Return
to Current Issue
Traveling
three hours across Kansas, Hispanos Unidos, a group within Sunflower
Community Action (SCA), crowded into a state hearing demanding that
lawmakers reverse a punitive driver's license law that discriminates
against legal Hispanic citizens and undocumented immigrants.
Upon arrival, SCA sent state workers scrambling to accommodate 150 people
from Garden City, Ark City, Kansas City and Wichita . The state hearing
centered on the validity of the driver's license law passed last year,
which states that if a person presents foreign identification when obtaining
a driver's license, they must also prove their immigration status.
Based on the color of their skin or ethnic background Hispanic citizens
and legal residents are often harassed at the local driver's license
offices, causing embarrassment.
The law also states that a person must present a social security number
to obtain a license, effectively cutting off the access of thousands
of undocumented immigrants who have lived and worked in a community
for years to obtain a driver's license. These community residents must
then car insurance, becoming a danger to themselves and others on the
road.
Sunflower's leaders are demanding for the state legislature to pass
a recently introduced amendment to the driver's license law that would
allow all Kansas citizens to use a tax identification number to obtain
a driver's license. This law would ensure that all people could obtain
a license and car insurance.
The joint House-Senate judiciary committee relocated their hearing from
a small informal meeting room to the state Supreme Court room. All of
the cast was present at the state hearing including: legislators, advocates,
researchers, social service agency representatives, attorneys, city
government officials, law enforcement, religious leaders, and Sunflower
Community Action.
Three SCA leaders stepped to the podium to address legislators who were
everywhere on the map with their opinions on whether the law is discriminatory.

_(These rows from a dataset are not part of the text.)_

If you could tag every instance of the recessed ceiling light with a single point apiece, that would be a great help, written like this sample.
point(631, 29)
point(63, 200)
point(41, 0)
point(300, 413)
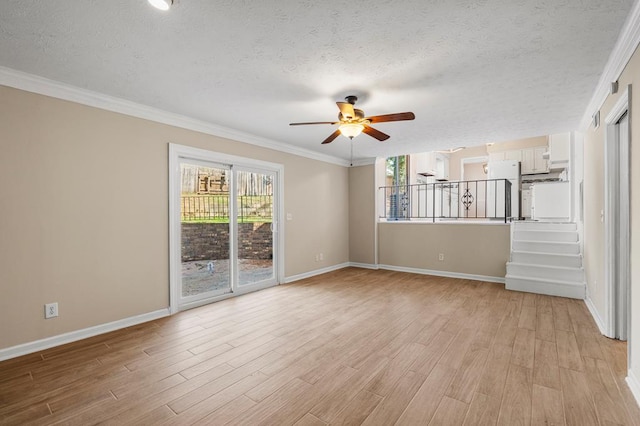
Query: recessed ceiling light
point(161, 4)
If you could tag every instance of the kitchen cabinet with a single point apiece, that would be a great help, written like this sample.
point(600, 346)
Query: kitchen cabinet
point(425, 163)
point(514, 155)
point(526, 203)
point(559, 150)
point(496, 156)
point(551, 201)
point(432, 164)
point(533, 161)
point(442, 167)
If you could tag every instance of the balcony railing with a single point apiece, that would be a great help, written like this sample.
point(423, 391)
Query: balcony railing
point(471, 199)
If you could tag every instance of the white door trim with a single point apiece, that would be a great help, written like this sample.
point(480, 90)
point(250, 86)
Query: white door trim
point(612, 231)
point(178, 152)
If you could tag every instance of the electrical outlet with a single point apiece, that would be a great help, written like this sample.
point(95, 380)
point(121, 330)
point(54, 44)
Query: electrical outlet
point(51, 310)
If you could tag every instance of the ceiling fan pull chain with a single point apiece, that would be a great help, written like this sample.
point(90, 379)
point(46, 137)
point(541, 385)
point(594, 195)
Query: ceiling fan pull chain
point(351, 152)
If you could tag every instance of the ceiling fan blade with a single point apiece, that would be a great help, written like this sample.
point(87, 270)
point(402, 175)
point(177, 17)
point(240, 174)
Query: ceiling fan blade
point(313, 122)
point(399, 116)
point(331, 137)
point(346, 109)
point(375, 133)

Emira Palacios explained the difficulties of working through the legalization
process. While she paid taxes for 10 of the 13 years she lived illegally
in this country she also had to pay $10,000 in expenses to obtain her
legal status. Her testimony clearly contradicted the earlier testimony
made by a State of Kansas researcher that stated a green card only costs
$6.
"Why is it we cannot drive legally on the roads we build?" she questioned
legislators at the end of her testimony.
SCA leader, Dennis Romero, passionately drew parallels between Kansas'
history of struggling to remain a free state under the pressure of neighboring
states to become a slave state over a hundred years ago. He pointed
out in the very building that they were debating the discriminatory
driver's license law; the walls boasted a magnificent mural of John
Brown, which reverberated the echoes of freedom's call from a century
before.
"Why do I bring up the Driver's License law as an issue and compare
it to slavery? Because this is a human rights issue and this law is
racist," Romero stated.
The final testimony by Jonathan Becerril was the final triumph for Sunflower
Community Action. Becerril, 19, has lived in the United States since
the age of two.
When Becerril went to a local Driver's License Bureau to obtain his
Driver's License with his immigration papers, the bureau official told
him he would need to get a letter from an attorney stating that the
papers were authentic before they would issue him a license. He obtained
the letter after paying $475 - all for a $12 license.
The chairman of the joint committee proclaimed in an interview following
the hearing that he will support changing the law to let undocumented
workers get driver's licenses. The next important juncture for the law
to be amended will be in the next legislative session that begins in
January 2002. Hispanos Unidos and SCA anticipate a victory in 2002.